# Do I go for the big move to USA



## Debz1973 (Oct 31, 2012)

Hi
I am a newbie and just starting the process and paperwork to move my family from UK to USA to join my father and family. I have two young children so its a lot to consider with schools, jobs, finding a home etc but also just starting all over again is scary!! 

Can anyone offer any advice? Anyone with a young family done it? Any regrets? What research should I do? 

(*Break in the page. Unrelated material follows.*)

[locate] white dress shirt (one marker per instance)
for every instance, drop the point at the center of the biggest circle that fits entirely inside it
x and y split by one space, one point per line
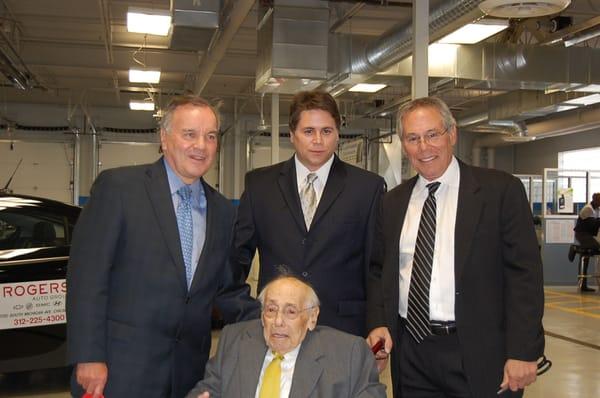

Sorry for all the questions but would appreciate any advice 

Thank you

Debbie


----------



## Crawford (Jan 23, 2011)

Debz1973 said:


> Hi
> I am a newbie and just starting the process and paperwork to move my family from UK to USA to join my father and family. I have two young children so its a lot to consider with schools, jobs, finding a home etc but also just starting all over again is scary!!
> 
> Can anyone offer any advice? Anyone with a young family done it? Any regrets? What research should I do?
> ...


Are YOU a US citizen? Just asking since if you are not, and your father is sponsoring you it is a 10 year wait for married sons and daughters.


----------



## twostep (Apr 3, 2008)

One step at a time:

a) Is your father a US citizen
b) What makes you as an adult with children consider the move

Your questions are too broad to answer without some details.


----------



## Borgy21 (Nov 8, 2012)

It is not an easy thing to do. There are lots of consider: a job with good health insurance, your qualifications for a job, a good and safe place to live, etc. Personally, I would not tackle it on my own with 2 small kids unless 1) I had a really good job waiting for me, 2) I was very realistic and realize that the social services in this country are not like the ones in the UK. There is no free ride in the US, and I have lived here 40 years, so I do speak from experience. Think long and hard, and weigh each option, including the social benefits of living in the UK.


----------



## naplesfranklin (Sep 14, 2011)

Debz1973 said:


> Hi
> I am a newbie and just starting the process and paperwork to move my family from UK to USA to join my father and family. I have two young children so its a lot to consider with schools, jobs, finding a home etc but also just starting all over again is scary!!
> 
> Can anyone offer any advice? Anyone with a young family done it? Any regrets? What research should I do?
> ...


Hi Debbie, we moved with no children 20 years ago to Naples Fl. We had a great time but when the small boy came along that's when I started to regret the move. Family is everything, even though you perhaps don't think so. It's hard not being with your family through the trial and tribulations of raising kids. They miss their English cousins, aunts, uncles, grand parents even though they don't see them but two times a year, if that. When someone in the UK gets sick it's dire. I lost my elder sister two years ago to cancer and it was heart wrenching not being there with her on a daily basis. My mum and dad are getting old and in their 80's and this now is becoming a daily worry for me and every day I wish I was there with them. 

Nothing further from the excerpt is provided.